In closing, the overall message I get from Ayn Rand is that the initiation of force is evil. And to seize goods/services/products is the very definition of the initiation of force. Slavery was supposedly outlawed in our country, but it has existed for at least 75 years. Who are the slaves? The Producers. The government, through the initiation of force, tells the producers for whom they can produce, how much, how and how not to. They control everything and then take, by force, a huge proportion of the reward from those who earned it. This evil is what we all as Americans should be concerned with and fighting against. Not squealing like stuck pigs about people whose shoes we're not worthy to shine. By the way, I believe the scriptures when they say "ye shall know them by their fruits." I've seen Rand's and Koerber's fruits and it's apples and excrement when I compare them to yours, here

Utahn said...

Scott: I don't think most of the comments on this blog are positive. If you take out my own posts, most of them are from people in the Free Capitalist movement. I haven't done anything to delete or change any comments.

Look, as for working only for yourself. There is a blog article on this which I hope you have read. You gave me an example of working for yourself, but that doesn't mean you always and only do things for your own benefit. As Koerber says, you never work for anyone else's benefit. In fact, you can't, he argues, because anything you ever do ultimately just benefits yourself. So you always work for your own benefit. That's not true.
Obviously we all spend plenty of time working for out own benefit, but that's not the same that you only work for your own benefit, ever. And that's what Koerber says. Listening to the audio clip in the article titled "You Only Serve Others for Your Own Ultimate Benefit"

As for me knee-jerking, c'mon, I've only been reading official Free Cap stuff and listening to hours of free Cap Radio archives, writing blog articles and engaging in defenses of what I write with people in the free Cap movement. I've probably spent more time on this stuff than lots of people in the movement.

As for Ayn Rand, yeah she's got some good points. The dystopia she portrays in the book in messed up. People's rights are being infringed; productivity is being quashed. I'm on board with that. Forcing people to produce for you is evil. I'm with her on that. But we part ways pretty soon after that. She develops this philosophy about why that's evil and what would be moral, but she's way wrong. And if you follow her ideas (and she does too in the book by creating a utopia based on her ideas), you end up with one messed up society and with messed up views of people, and rights, and morality. And then if you try to live them in real life, which is what I think Koerber and the Free Cap people are trying to do, all those errors in Ayn Rand's philosophy go from being a mental exercise to real-life problems.
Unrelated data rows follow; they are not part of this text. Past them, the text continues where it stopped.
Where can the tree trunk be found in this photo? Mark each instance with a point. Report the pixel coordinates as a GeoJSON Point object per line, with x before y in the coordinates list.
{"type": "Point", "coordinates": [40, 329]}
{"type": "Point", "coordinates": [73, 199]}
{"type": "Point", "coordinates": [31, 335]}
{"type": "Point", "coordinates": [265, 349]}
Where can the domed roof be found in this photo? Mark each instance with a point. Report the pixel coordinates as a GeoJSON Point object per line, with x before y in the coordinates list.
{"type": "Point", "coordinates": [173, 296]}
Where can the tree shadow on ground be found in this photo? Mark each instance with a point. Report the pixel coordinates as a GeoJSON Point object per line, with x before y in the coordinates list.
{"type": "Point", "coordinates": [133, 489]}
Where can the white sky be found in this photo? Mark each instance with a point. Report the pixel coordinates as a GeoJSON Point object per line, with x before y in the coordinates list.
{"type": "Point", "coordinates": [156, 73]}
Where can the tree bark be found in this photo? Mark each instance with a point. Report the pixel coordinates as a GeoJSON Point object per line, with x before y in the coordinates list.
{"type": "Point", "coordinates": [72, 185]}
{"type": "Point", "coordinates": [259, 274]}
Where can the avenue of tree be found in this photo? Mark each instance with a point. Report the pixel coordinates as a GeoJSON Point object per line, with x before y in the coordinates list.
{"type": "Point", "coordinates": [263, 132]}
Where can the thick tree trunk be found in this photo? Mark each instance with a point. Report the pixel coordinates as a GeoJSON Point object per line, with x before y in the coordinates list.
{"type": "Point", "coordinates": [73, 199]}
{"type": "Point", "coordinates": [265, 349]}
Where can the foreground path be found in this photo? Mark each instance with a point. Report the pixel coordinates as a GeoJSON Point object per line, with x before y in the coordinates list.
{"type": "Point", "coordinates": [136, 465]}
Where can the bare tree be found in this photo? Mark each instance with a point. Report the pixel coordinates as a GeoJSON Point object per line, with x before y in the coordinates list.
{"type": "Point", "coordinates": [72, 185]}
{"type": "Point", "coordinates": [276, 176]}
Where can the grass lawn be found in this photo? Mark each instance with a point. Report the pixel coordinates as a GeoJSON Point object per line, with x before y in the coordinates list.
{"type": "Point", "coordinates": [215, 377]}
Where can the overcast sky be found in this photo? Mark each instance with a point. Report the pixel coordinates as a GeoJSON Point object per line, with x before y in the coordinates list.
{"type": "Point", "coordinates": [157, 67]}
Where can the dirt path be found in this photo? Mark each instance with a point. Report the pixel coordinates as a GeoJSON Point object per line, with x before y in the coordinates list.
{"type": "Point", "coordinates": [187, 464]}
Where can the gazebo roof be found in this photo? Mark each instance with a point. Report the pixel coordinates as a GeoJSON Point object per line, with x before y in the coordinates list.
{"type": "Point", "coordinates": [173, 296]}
I suppose if people want to create a society and experiment and say, "let's live according to Ayn Rand's priciples in Altas Shrugged," I'd be interested in seeing the outcome. If people say, hey this is what the scriptures really mean, and this is the "correct" interpretation of what the church leaders are saying, and if you disagree then you are a "consumer" and "scarcity-minded" and if people are falling for this, getting in way over their head, constantly telling me and others that we need to come to these seminars to learn the "ancient" principles of finance and what the founders knew, and so that I can be "financially free" like them, and I look around and no one is offering any critique....well that's when I go start up a blog and give my opinion.

Anonymous said...

Thanks for getting around to posting your latest blog. I am sure you have been putting in alot of time in your research, I also have been doing some reading of my own. I think you did a fine job on your other critiques but have to admit that I was hoping that this one would be alittle more enlightning and decisive.